MERRIAM, Kan. — Workers at Johnson County Automotive already have thawed out a few frozen windshield washer fluid tanks, but the stretch of brutal arctic weather that's settling in to the Kansas City metro will continue to test the limits of vehicles.

"You’ll notice that if you put [wiper fluid] on the windshield, it still freezes," Alan Heriford, owner, Johnson County Automotive, said. "That's because the methanol evaporates very quickly, and especially with moisture."

In addition to turning on the defroster, Heriford recommended running vehicles for at least 30 seconds so the fluids can get going.

"Steering fluid can be one of those that you'll get that whine, kind of a high pitch whine," Heriford said. "It doesn't really hurt anything, it's just that that fluid is so cold until it warms up, you're hearing it make a little bit more noise."

Snow won't melt in the coming days, so drivers also should check tire pressure and tread. If the tread is half-worn, the tires only provide half the traction.

Web exclusive: Johnson County Automotive offers winter car care tips

"That little flat spot down within the groove, that is a wear indicator," Heriford said, "and so if the weather gets flat with that indicator, the tire manufacturer says that should be replaced."

Those who do get stuck in the snow should turn off traction control.

"The whole point here is when the computer detects that the wheel is spinning, it quits putting power to that wheel," Heriford said. "If you're stuck, those wheels have to spin to get you to move."

There's also one gauge drivers should pay extra attention to – the gas gauge.

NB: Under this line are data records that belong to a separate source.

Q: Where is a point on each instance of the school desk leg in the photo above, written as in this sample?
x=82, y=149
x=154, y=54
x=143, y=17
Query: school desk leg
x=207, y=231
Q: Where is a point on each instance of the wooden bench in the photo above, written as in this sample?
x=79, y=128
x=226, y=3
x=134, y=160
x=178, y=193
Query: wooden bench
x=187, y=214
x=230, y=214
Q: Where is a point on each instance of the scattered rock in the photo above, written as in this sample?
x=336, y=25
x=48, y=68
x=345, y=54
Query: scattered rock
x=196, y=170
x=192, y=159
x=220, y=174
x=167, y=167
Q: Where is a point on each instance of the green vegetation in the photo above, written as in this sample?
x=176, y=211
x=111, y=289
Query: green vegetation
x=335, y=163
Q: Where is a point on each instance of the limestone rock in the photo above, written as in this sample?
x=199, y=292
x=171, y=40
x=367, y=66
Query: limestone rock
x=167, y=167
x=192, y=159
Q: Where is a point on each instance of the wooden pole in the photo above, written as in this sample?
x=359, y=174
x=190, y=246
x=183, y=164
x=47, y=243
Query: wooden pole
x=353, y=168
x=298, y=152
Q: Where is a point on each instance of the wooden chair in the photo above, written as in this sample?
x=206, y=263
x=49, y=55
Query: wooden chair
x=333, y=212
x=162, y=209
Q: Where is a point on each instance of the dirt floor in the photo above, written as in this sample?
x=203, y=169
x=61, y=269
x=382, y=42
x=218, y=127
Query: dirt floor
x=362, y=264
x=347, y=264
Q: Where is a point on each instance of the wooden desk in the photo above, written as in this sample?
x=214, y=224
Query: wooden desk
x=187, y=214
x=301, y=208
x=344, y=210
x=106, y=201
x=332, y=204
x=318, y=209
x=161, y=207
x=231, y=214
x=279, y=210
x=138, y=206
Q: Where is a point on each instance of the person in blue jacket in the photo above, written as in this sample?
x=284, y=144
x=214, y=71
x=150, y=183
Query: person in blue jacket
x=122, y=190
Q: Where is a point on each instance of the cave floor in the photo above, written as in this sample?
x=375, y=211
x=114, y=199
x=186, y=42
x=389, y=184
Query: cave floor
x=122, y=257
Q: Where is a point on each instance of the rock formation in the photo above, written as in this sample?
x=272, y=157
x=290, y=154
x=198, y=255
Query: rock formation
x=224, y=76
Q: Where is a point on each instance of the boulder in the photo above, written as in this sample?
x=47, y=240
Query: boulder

"Keep a minimum of a half tank of gas," Heriford said. "And that is simply to make sure that the water, if there is any, water does not have the same opportunity to get in the system."

He also said that with some people still working from home due to the COVID-19 pandemic, people should still start their cars at least once a week for a few minutes.

"Go out take it for a drive around the block," Heriford said. "It generally doesn’t take more than 10 to 15 minutes for that alternator to charge things back up and get that battery up to full capacity."